Benedict Carey writes a follow-up article on ESP studies and Bayesian statistics. (See here for my previous thoughts on the topic.) Everything Carey writes is fine, and he even uses an example I recommended:
The statistical approach that has dominated the social sciences for almost a century is called significance testing. The idea is straightforward. A finding from any well-designed study — say, a correlation between a personality trait and the risk of depression — is considered “significant” if its probability of occurring by chance is less than 5 percent.
This arbitrary cutoff makes sense when the effect being studied is a large one — for example, when measuring the so-called Stroop effect. This effect predicts that naming the color of a word is faster and more accurate when the word and color match (“red” in red letters) than when they do not (“red” in blue letters), and is very strong in almost everyone.
“But if the true effect of what you are measuring is small,” said Andrew Gelman, a professor of statistics and political science at Columbia University, “then by necessity anything you discover is going to be an overestimate” of that effect.
The above description of classical hypothesis testing isn’t bad.
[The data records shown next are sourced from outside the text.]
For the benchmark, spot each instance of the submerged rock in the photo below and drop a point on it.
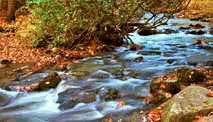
(135, 47)
(107, 94)
(100, 74)
(147, 31)
(51, 81)
(169, 31)
(196, 26)
(4, 99)
(211, 30)
(138, 59)
(71, 97)
(150, 52)
(186, 76)
(46, 83)
(200, 59)
(163, 87)
(166, 83)
(184, 106)
(196, 32)
(4, 63)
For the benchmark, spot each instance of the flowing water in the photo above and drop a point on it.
(82, 94)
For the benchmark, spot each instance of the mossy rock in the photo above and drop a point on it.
(186, 76)
(51, 81)
(184, 106)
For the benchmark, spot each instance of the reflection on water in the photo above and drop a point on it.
(117, 73)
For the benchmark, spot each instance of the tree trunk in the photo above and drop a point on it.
(11, 9)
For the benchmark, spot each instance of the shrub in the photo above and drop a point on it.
(70, 23)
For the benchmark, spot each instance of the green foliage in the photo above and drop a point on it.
(69, 23)
(72, 22)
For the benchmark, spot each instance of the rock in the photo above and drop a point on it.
(200, 43)
(196, 32)
(200, 59)
(170, 61)
(138, 59)
(186, 76)
(206, 119)
(169, 31)
(51, 81)
(43, 84)
(184, 106)
(166, 83)
(4, 63)
(147, 31)
(108, 94)
(184, 28)
(71, 97)
(135, 47)
(196, 26)
(4, 99)
(211, 30)
(149, 52)
(100, 75)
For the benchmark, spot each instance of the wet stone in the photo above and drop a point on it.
(4, 99)
(200, 59)
(147, 31)
(100, 74)
(166, 83)
(196, 26)
(138, 59)
(211, 30)
(196, 32)
(150, 52)
(107, 94)
(4, 63)
(50, 81)
(71, 97)
(186, 76)
(184, 106)
(169, 31)
(135, 47)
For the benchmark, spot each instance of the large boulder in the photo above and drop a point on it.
(184, 106)
(165, 86)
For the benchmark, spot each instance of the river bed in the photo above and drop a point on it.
(123, 72)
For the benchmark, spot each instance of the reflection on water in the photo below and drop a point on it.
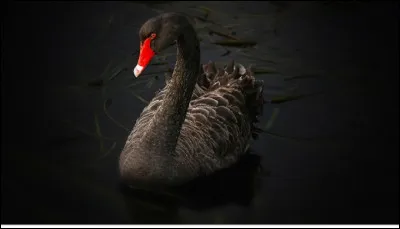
(81, 56)
(235, 185)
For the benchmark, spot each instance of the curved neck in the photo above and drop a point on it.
(165, 126)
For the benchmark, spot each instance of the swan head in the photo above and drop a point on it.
(157, 34)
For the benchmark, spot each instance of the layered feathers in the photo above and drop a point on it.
(220, 120)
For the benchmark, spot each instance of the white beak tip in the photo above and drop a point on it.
(137, 70)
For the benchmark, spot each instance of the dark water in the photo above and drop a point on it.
(337, 161)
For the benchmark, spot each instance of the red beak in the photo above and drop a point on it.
(145, 56)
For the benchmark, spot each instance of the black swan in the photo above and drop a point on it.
(203, 119)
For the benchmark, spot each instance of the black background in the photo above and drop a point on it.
(365, 190)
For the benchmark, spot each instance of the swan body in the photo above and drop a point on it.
(200, 122)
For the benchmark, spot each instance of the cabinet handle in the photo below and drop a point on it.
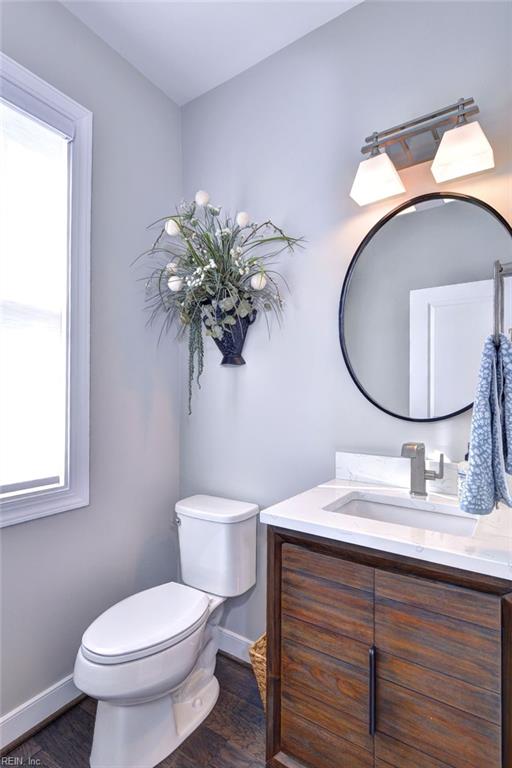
(372, 685)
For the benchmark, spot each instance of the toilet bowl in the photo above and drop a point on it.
(150, 662)
(150, 659)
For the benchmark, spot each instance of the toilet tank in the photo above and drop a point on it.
(217, 544)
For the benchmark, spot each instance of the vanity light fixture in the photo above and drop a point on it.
(376, 178)
(464, 149)
(457, 147)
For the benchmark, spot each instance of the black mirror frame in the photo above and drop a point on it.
(346, 284)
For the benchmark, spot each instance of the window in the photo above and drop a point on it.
(45, 171)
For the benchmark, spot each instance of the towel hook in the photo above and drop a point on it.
(500, 271)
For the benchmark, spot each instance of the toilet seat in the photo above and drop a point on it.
(145, 623)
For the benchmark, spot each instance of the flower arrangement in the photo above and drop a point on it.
(213, 275)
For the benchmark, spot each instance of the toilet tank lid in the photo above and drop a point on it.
(216, 509)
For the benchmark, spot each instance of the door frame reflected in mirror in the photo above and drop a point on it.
(350, 271)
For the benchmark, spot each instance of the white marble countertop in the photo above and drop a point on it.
(488, 550)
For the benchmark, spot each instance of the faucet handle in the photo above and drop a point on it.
(431, 474)
(411, 450)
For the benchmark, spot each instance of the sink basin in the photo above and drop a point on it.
(453, 521)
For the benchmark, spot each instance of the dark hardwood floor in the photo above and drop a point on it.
(233, 736)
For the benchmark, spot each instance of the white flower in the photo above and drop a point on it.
(258, 282)
(202, 197)
(175, 283)
(171, 228)
(242, 219)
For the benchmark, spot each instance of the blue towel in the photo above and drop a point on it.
(490, 455)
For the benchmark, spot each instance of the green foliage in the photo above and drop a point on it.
(202, 277)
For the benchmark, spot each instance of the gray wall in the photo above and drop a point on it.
(283, 139)
(58, 573)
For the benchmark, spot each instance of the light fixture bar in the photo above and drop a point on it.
(401, 134)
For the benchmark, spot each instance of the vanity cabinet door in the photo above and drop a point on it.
(327, 607)
(438, 675)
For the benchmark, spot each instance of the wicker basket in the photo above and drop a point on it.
(258, 654)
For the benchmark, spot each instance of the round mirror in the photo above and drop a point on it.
(417, 304)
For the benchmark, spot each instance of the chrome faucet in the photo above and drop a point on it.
(419, 474)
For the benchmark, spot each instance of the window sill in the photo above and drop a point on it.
(42, 504)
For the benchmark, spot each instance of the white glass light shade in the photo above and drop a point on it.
(376, 179)
(463, 150)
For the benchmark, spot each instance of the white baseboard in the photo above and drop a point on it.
(235, 645)
(28, 715)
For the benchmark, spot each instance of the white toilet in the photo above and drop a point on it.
(150, 659)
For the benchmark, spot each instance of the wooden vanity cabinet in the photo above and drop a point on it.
(380, 661)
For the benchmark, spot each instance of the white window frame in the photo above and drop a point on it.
(29, 93)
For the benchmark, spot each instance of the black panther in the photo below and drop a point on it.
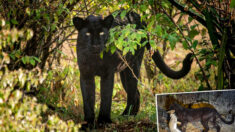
(204, 115)
(91, 41)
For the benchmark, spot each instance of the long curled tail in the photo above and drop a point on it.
(157, 58)
(226, 122)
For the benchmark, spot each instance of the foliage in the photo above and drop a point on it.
(47, 97)
(19, 112)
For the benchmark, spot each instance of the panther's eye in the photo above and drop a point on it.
(101, 33)
(88, 34)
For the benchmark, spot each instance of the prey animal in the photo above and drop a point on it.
(204, 115)
(173, 121)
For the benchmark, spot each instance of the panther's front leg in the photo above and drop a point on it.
(88, 94)
(106, 98)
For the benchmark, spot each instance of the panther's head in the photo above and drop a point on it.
(93, 32)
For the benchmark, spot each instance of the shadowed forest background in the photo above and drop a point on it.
(39, 76)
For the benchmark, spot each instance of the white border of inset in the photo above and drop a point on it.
(184, 93)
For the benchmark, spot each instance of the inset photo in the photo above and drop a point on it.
(207, 111)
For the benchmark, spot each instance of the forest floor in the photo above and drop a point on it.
(146, 118)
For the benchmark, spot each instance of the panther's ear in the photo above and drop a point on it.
(108, 21)
(78, 22)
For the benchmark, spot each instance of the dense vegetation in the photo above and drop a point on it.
(39, 85)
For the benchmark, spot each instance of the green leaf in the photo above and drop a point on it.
(23, 59)
(201, 88)
(172, 39)
(193, 33)
(194, 45)
(232, 5)
(37, 59)
(185, 45)
(32, 61)
(126, 50)
(102, 55)
(123, 14)
(13, 21)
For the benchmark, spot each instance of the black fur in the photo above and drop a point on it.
(92, 37)
(204, 115)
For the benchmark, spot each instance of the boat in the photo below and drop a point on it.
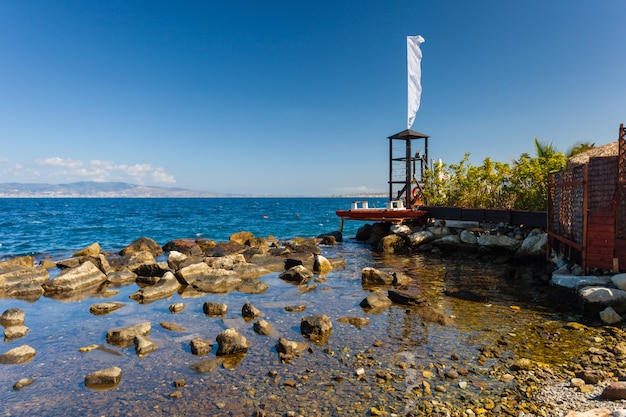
(394, 212)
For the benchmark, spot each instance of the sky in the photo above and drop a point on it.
(296, 98)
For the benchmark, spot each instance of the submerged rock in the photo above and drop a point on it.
(20, 354)
(82, 277)
(316, 328)
(124, 336)
(230, 341)
(12, 317)
(104, 379)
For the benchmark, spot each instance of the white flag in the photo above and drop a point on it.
(414, 59)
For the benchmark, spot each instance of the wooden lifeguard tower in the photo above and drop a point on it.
(406, 168)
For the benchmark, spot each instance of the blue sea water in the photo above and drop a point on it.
(60, 226)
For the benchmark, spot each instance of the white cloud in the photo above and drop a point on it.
(59, 162)
(69, 170)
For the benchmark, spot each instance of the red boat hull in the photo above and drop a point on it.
(383, 215)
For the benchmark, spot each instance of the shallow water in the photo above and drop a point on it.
(322, 382)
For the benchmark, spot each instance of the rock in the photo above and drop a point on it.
(144, 346)
(401, 280)
(392, 244)
(101, 309)
(262, 327)
(252, 287)
(124, 336)
(225, 248)
(575, 283)
(355, 321)
(230, 342)
(18, 262)
(104, 379)
(218, 284)
(466, 295)
(241, 237)
(189, 274)
(295, 309)
(468, 237)
(176, 308)
(498, 242)
(376, 301)
(9, 279)
(288, 349)
(187, 247)
(418, 238)
(12, 317)
(316, 328)
(598, 298)
(206, 366)
(214, 309)
(172, 326)
(248, 311)
(23, 383)
(225, 262)
(374, 277)
(15, 332)
(82, 277)
(143, 244)
(534, 246)
(297, 274)
(321, 265)
(609, 316)
(92, 250)
(619, 280)
(406, 297)
(166, 286)
(200, 347)
(614, 391)
(249, 271)
(21, 354)
(121, 277)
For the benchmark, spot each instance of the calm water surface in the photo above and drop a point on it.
(321, 382)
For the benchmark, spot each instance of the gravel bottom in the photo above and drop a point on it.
(565, 399)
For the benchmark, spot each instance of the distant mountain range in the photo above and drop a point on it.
(97, 189)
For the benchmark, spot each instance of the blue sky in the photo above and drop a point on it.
(295, 97)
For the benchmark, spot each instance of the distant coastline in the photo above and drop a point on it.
(92, 189)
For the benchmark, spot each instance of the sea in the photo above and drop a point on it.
(58, 226)
(378, 366)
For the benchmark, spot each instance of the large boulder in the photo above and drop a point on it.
(12, 317)
(188, 247)
(166, 286)
(373, 277)
(241, 238)
(36, 276)
(596, 299)
(498, 242)
(230, 342)
(534, 246)
(18, 262)
(82, 277)
(376, 301)
(316, 328)
(20, 354)
(92, 250)
(124, 336)
(218, 284)
(297, 274)
(104, 379)
(142, 244)
(392, 244)
(418, 238)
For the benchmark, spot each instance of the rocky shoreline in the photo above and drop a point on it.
(528, 387)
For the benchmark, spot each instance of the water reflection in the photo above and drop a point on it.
(323, 381)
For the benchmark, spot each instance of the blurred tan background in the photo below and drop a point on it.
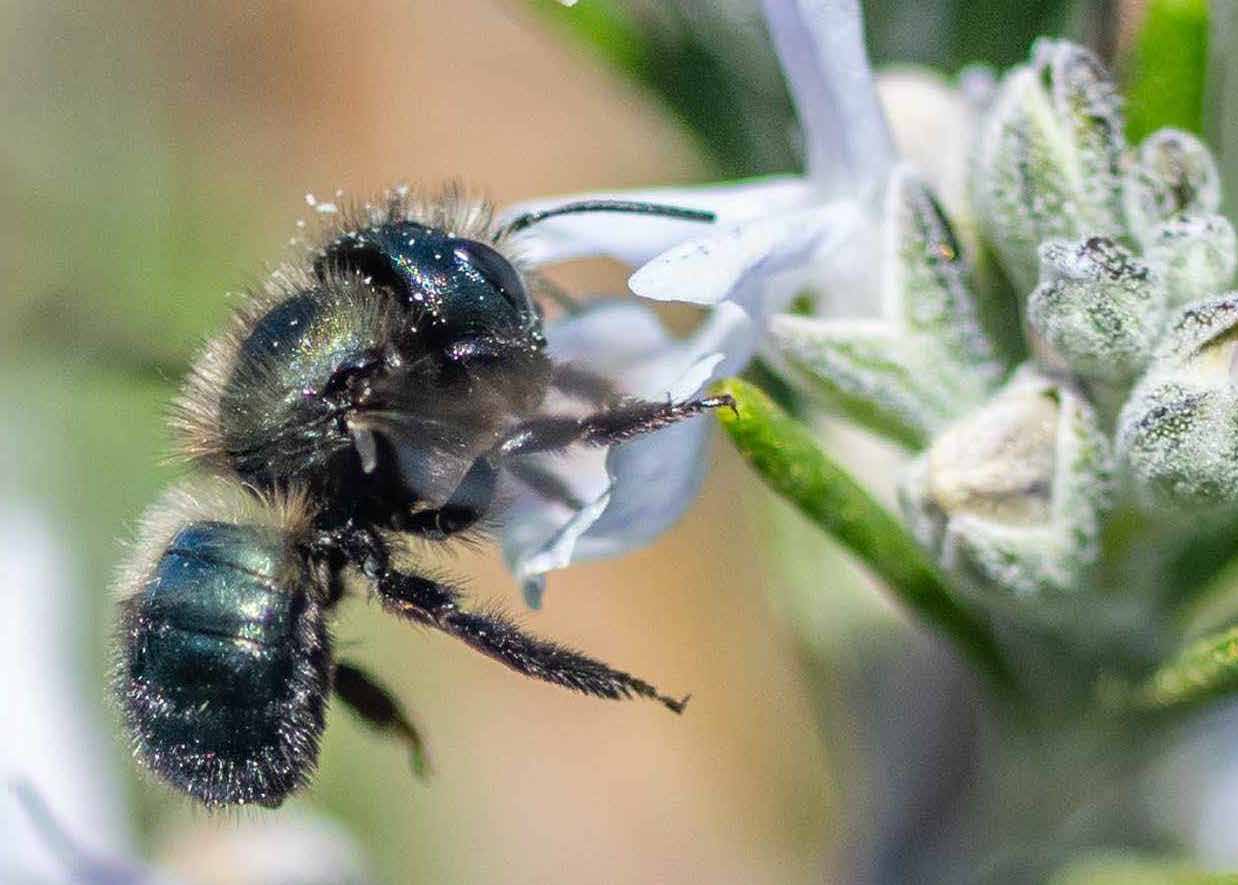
(155, 156)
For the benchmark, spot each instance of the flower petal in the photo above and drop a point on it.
(648, 482)
(821, 46)
(714, 267)
(634, 239)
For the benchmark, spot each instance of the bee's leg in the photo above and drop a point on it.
(468, 504)
(494, 634)
(606, 427)
(374, 703)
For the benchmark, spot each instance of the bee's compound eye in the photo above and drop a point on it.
(224, 666)
(495, 270)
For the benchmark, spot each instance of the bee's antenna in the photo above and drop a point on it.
(631, 207)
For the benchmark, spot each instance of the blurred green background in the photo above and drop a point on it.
(154, 157)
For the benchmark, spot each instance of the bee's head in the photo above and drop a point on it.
(454, 287)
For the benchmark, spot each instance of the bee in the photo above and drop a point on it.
(372, 394)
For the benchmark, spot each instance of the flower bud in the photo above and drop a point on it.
(1194, 256)
(1173, 175)
(1010, 498)
(1049, 164)
(1179, 431)
(1097, 307)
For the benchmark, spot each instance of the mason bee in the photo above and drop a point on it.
(372, 392)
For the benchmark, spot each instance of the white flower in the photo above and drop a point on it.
(771, 237)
Strictly speaking, one would follow “is less than 5 percent” above with “if the null hypothesis of zero effect were actually true,” but they have serious space limitations, and I doubt many readers would get much out of that elaboration, so I’m happy with what Carey put there.
One subtlety that he didn’t quite catch was the way that researchers mix the Neyman-Pearson and Fisher approaches to inference. The 5% cutoff (associated with Neyman and Pearson) is indeed standard, and it is indeed subject to all the problems we know about, most simply that statistical significance occurs at least 5% of the time, so if you do a lot of experiments you’re gonna have a lot of chances to find statistical significance. But p-values are also used as a measure of evidence: that’s Fisher’s approach and it leads to its own problems (as discussed in the news article as well).
The other problem, which is not so well known, comes up in my quote: when you’re studying small effects and you use statistical significance as a filter and don’t do any partial pooling, whatever you have that’s left standing that survives the filtering process will overestimate the true effect. And classical corrections for “multiple comparisons” do not solve the problem: they merely create a more rigorous statistical significance filter, but anything that survives that filter will be even more of an overestimate.
If classical hypothesis testing is so horrible, how is it that it could be so popular? In particular, what was going on when a well-respected researcher like this ESP guy would use inappropriate statistical methods.
My answer to Carey was to give a sort of sociological story, which went as follows.
Psychologists have experience studying large effects, the sort of study in which data from 24 participants is enough to estimate a main effect and 50 will be enough to estimate interactions of interest. I gave the example of the Stroop effect (they have a nice one of those on display right now at the Natural History Museum) as an example of a large effect where classical statistics will do just fine.
My point was, if you’ve gone your whole career studying large effects with methods that work, then it’s natural to think you have great methods. You might not realize that your methods, which appear quite general, actually fall apart when applied to small effects. Such as ESP or human sex ratios.
The ESP dude was a victim of his own success: His past accomplishments studying large effects gave him an unwarranted feeling of confidence that his methods would work on small effects.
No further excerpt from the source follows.